Googleカレンダーには、土日を標準機能で自動的に背景色分けする設定はありません。PCではG-calizeなどのブラウザ拡張機能、スマホでは終日予定とサブカレンダーを使って補うのが実用的です。土曜日を青、日曜日や祝日を赤のように見分けやすくしておくと、予定の確認ミスや日程調整の手戻りを減らしやすくなります。
G-calizeはバージョン2.3.3で、複数PC間における曜日・今日の色設定のクラウド同期に対応しました。リリースノートの日付は2026年8月14日、Chromeウェブストア上の更新日は2026年8月16日です。ただし、背景色は拡張機能を導入したPCブラウザだけに表示され、スマホには反映されません。祝日データもクラウド同期の対象外です。

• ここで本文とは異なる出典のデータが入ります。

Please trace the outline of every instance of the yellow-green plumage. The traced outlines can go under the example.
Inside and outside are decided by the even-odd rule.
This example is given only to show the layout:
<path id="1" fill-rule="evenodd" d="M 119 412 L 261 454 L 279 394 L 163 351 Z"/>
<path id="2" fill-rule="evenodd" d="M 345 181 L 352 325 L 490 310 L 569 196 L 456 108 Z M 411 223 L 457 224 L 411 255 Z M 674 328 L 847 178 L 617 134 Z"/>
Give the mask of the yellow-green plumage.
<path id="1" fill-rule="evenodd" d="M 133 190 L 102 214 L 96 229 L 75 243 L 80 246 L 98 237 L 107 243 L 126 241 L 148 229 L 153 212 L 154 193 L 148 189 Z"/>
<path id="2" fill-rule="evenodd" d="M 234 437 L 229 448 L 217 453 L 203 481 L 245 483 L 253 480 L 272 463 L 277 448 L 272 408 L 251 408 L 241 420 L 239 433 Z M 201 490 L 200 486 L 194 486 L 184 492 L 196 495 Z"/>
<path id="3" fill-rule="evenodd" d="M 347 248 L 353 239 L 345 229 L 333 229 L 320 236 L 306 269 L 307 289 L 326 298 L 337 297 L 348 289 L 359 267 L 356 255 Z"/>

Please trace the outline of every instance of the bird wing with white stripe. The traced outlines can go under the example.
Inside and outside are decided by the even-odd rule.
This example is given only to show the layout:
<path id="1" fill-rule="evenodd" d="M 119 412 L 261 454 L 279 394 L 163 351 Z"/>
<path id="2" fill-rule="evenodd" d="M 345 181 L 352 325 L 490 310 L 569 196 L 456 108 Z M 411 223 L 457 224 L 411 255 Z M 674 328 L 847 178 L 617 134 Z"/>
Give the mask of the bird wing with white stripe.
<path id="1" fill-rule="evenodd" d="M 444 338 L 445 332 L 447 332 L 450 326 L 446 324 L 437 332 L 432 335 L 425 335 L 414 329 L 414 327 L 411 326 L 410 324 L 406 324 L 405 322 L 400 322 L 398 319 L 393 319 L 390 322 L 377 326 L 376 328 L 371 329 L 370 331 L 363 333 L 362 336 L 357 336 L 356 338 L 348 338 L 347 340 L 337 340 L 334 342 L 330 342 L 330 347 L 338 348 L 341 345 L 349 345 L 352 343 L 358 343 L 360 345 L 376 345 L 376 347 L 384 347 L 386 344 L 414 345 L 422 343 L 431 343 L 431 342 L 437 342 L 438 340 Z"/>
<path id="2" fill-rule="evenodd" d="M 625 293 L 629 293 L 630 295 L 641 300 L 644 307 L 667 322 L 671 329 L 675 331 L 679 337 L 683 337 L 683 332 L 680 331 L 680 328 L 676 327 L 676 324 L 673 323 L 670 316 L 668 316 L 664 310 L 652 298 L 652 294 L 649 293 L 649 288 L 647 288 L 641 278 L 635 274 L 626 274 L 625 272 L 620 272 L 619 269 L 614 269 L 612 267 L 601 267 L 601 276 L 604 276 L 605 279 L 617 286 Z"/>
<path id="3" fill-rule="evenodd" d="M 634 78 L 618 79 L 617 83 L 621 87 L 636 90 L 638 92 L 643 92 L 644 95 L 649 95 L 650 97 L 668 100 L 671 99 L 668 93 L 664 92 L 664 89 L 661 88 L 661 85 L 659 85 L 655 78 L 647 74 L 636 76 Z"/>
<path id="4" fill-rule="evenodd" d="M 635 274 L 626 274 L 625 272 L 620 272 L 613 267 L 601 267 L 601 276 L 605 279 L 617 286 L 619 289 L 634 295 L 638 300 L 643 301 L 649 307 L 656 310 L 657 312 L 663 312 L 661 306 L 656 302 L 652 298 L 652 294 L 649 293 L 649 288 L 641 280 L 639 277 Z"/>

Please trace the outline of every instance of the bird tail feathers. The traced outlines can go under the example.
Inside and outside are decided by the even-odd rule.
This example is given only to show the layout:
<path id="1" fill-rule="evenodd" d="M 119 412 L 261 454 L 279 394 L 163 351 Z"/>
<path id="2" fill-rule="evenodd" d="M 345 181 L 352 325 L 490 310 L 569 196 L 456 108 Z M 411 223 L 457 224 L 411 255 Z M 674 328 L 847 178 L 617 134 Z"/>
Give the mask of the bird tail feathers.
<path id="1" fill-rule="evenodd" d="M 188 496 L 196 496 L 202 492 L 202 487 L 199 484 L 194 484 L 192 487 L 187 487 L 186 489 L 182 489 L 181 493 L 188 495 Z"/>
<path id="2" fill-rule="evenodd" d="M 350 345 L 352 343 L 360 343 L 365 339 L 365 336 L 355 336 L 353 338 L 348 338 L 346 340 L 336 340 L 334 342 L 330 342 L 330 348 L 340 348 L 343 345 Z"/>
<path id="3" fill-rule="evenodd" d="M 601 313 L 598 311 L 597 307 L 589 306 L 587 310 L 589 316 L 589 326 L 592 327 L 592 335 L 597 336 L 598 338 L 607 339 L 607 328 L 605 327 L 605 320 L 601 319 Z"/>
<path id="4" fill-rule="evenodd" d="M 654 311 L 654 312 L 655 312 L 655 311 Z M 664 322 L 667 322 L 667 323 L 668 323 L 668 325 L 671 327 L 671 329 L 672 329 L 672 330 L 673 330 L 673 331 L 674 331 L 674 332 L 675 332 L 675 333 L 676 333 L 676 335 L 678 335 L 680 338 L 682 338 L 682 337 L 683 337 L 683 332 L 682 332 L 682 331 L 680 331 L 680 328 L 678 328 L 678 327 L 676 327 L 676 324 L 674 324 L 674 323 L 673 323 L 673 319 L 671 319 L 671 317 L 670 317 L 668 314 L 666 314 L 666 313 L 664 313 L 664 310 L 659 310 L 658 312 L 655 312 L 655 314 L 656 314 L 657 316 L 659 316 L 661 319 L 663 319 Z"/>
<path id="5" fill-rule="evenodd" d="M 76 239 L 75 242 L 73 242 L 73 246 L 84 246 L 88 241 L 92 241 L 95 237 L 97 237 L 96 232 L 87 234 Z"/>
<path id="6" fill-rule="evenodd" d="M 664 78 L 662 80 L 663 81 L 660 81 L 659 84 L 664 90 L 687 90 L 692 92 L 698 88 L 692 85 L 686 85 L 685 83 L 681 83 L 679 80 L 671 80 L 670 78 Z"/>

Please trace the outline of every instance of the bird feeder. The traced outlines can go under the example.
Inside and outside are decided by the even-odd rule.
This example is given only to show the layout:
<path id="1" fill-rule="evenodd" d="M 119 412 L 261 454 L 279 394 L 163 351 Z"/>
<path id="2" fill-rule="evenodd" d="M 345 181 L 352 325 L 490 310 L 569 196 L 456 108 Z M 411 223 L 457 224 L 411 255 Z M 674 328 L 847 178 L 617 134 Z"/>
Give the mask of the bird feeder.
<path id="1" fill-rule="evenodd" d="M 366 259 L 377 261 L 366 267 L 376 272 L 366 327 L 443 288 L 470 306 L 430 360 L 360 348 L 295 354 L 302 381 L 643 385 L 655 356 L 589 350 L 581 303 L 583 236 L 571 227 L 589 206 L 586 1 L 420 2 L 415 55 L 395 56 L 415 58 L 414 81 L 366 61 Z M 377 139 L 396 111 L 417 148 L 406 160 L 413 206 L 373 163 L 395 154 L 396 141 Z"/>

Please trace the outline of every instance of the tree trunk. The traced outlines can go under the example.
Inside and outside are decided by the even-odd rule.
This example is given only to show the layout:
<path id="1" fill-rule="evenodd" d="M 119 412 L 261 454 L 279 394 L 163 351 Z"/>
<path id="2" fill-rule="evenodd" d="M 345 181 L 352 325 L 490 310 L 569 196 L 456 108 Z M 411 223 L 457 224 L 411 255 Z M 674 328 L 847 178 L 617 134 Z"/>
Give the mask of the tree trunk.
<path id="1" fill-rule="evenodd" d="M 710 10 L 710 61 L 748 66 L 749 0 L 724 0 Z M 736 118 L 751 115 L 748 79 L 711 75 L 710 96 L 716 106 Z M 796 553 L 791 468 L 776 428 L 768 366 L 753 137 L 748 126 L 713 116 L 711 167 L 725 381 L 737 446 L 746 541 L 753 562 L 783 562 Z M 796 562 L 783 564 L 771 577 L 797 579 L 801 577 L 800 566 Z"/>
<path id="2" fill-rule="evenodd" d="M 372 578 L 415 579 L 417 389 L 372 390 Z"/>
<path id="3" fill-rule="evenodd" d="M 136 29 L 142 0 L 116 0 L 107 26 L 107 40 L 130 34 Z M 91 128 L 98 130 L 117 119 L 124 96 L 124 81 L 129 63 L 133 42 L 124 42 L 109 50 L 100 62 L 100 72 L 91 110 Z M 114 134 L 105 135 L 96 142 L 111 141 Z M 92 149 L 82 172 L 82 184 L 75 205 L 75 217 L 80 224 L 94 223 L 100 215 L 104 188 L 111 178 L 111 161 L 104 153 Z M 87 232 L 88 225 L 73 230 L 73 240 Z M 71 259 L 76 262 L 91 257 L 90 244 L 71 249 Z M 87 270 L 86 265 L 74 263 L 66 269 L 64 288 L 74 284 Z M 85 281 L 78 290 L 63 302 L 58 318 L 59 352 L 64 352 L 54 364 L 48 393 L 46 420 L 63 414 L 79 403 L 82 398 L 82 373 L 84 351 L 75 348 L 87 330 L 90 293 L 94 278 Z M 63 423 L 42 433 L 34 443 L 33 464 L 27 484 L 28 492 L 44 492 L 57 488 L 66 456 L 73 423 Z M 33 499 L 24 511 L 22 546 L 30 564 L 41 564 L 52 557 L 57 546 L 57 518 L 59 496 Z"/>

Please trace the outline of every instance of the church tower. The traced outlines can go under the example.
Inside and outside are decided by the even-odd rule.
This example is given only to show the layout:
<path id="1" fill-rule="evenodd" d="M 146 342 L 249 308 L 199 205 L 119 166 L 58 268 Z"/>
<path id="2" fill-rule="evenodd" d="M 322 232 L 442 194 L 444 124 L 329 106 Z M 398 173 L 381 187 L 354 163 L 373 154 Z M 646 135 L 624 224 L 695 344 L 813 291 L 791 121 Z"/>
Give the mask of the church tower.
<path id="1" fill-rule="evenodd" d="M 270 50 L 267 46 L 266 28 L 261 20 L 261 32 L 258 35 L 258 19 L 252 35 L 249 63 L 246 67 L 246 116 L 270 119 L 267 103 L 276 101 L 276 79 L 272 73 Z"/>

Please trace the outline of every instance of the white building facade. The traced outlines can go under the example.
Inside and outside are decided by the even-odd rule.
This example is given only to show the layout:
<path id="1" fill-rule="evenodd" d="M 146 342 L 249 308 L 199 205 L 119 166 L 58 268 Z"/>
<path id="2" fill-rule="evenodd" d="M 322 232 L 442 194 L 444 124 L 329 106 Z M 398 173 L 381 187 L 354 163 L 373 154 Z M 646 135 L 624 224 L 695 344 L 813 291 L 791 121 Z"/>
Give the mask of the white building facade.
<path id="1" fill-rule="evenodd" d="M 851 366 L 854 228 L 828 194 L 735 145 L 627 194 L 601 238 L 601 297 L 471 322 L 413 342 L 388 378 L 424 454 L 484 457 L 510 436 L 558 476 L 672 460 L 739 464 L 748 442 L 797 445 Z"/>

スマホ用の終日予定は、単なる週末マークなら「予定なし」、実際に予約を止める休業日なら「予定あり」または予約サービス側の休日設定、というように目的別に使い分けましょう。外部SaaSの空き時間判定はGoogleカレンダー公式と同一とは限らないため、必ずテスト予約を行ってください。装飾用予定は専用サブカレンダーに分け、予約・CRM・会議支援ツールなどの同期対象から外すと、意図しない空き枠ブロックや不要な自動化を防ぎやすくなります。
予定そのものの分類には公式のカラーラベルが便利です。Web版またはAPIでカスタムラベルを作成し、公式モバイルアプリでは作成済みラベルを使う運用にすると、PCとモバイルで予定の意味をそろえられます。ただし、第三者アプリやブラウザ拡張機能ではラベル表示や独自ハイライトの対応状況が異なります。色の意味を社内で決める際は、「Google公式ラベル」「曜日背景」「外部SaaSのハイライト」を区別しましょう。
曜日背景、カレンダー色、予定のカラーラベル、公開設定、空き状況はそれぞれ別の機能です。さらに外部サービスとの連携では、色よりも正本となるサービス、同期方向、同期対象カレンダー、予約ロック、バッファ、タイムゾーンを確認することが重要です。この違いを理解したうえで、土日・祝日・自社休業日・重要予定のルールを整えると、個人でもチームでも見やすく実務に合ったカレンダー環境を作れます。